Mannheimer Arzt legt Revision beim Bundesgerichtshof ein

MANNHEIM (dpa). Der wegen versuchten Totschlags verurteilte Mannheimer Arzt kämpft weiter um einen Freispruch. Der 64-Jährige hat Revision beim Bundesgerichtshof (BGH) in Karlsruhe eingelegt, sagte ein Sprecher des Landgerichts Mannheim am Donnerstag und bestätigte einen Bericht des Südwestrundfunks.

Das Landgericht hatte den Mediziner am Dienstag nach dem Tod einer 82 Jahre alten Patientin wegen versuchten Totschlags und gefährlicher Körperverletzung zu einer Bewährungsstrafe von zwei Jahren verurteilt.

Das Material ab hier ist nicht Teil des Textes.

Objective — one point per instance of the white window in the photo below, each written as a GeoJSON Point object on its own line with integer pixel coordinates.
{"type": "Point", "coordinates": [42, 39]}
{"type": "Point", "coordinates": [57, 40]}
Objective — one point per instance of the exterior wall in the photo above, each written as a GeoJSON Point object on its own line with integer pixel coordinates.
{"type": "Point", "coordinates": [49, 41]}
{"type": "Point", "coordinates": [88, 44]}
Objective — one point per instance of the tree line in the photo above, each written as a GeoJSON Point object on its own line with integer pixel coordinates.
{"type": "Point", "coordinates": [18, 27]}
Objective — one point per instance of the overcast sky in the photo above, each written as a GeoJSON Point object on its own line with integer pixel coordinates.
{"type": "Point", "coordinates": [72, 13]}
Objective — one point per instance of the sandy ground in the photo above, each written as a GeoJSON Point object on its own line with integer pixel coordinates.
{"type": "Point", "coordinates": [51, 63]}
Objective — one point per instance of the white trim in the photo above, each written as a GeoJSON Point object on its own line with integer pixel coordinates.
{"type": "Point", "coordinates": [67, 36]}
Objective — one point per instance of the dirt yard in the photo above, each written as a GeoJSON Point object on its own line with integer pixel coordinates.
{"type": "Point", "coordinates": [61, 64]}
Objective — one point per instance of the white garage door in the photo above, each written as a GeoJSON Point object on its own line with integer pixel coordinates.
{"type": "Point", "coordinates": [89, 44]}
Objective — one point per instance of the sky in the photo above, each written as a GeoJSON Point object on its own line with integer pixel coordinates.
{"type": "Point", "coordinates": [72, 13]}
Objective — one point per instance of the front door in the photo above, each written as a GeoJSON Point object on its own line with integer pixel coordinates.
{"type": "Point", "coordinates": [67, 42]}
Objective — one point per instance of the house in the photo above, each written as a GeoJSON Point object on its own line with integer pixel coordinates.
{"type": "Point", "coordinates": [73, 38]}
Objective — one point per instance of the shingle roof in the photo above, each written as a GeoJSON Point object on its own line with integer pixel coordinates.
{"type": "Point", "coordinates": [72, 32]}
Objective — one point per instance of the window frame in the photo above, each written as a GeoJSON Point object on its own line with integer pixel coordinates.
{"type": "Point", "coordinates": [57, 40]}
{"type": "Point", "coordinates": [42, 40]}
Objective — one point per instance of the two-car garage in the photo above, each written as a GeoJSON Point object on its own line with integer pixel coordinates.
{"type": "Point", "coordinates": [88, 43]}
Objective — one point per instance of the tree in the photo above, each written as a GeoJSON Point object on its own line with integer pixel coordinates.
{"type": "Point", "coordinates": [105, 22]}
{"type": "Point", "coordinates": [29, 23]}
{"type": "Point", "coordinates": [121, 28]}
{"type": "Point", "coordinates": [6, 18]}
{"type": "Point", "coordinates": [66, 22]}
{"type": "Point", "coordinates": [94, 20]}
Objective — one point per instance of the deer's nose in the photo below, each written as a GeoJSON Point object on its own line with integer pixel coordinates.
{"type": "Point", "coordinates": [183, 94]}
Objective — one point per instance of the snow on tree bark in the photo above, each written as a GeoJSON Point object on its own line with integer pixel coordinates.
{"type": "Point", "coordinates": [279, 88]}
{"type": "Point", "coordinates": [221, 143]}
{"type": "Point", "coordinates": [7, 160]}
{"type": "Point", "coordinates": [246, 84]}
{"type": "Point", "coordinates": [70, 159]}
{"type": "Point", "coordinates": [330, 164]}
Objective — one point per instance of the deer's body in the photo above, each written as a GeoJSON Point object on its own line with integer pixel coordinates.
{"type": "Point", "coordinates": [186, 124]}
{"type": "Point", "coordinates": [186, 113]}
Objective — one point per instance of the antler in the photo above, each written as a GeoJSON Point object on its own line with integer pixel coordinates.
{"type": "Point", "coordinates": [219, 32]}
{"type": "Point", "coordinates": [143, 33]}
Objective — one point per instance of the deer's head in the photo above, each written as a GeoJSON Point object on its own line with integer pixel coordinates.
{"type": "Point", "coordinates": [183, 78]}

Außerdem verhängte es ein Berufsverbot von fünf Jahren und 30 000 Euro Geldbuße (wir berichteten).

Nach Überzeugung der Richter hat der Arzt 2003 bei der Patientin die Diabetes-Medikamente abgesetzt sowie ihre Nahrungs- und Flüssigkeitszufuhr stark verringert. Laut Urteil ging es nicht um Sterbehilfe. Der Arzt hatte sich jedoch darauf berufen, er habe das Leid seiner Patientin lindern wollen. Bis das Urteil rechtskräftig ist, darf er weiter praktizieren.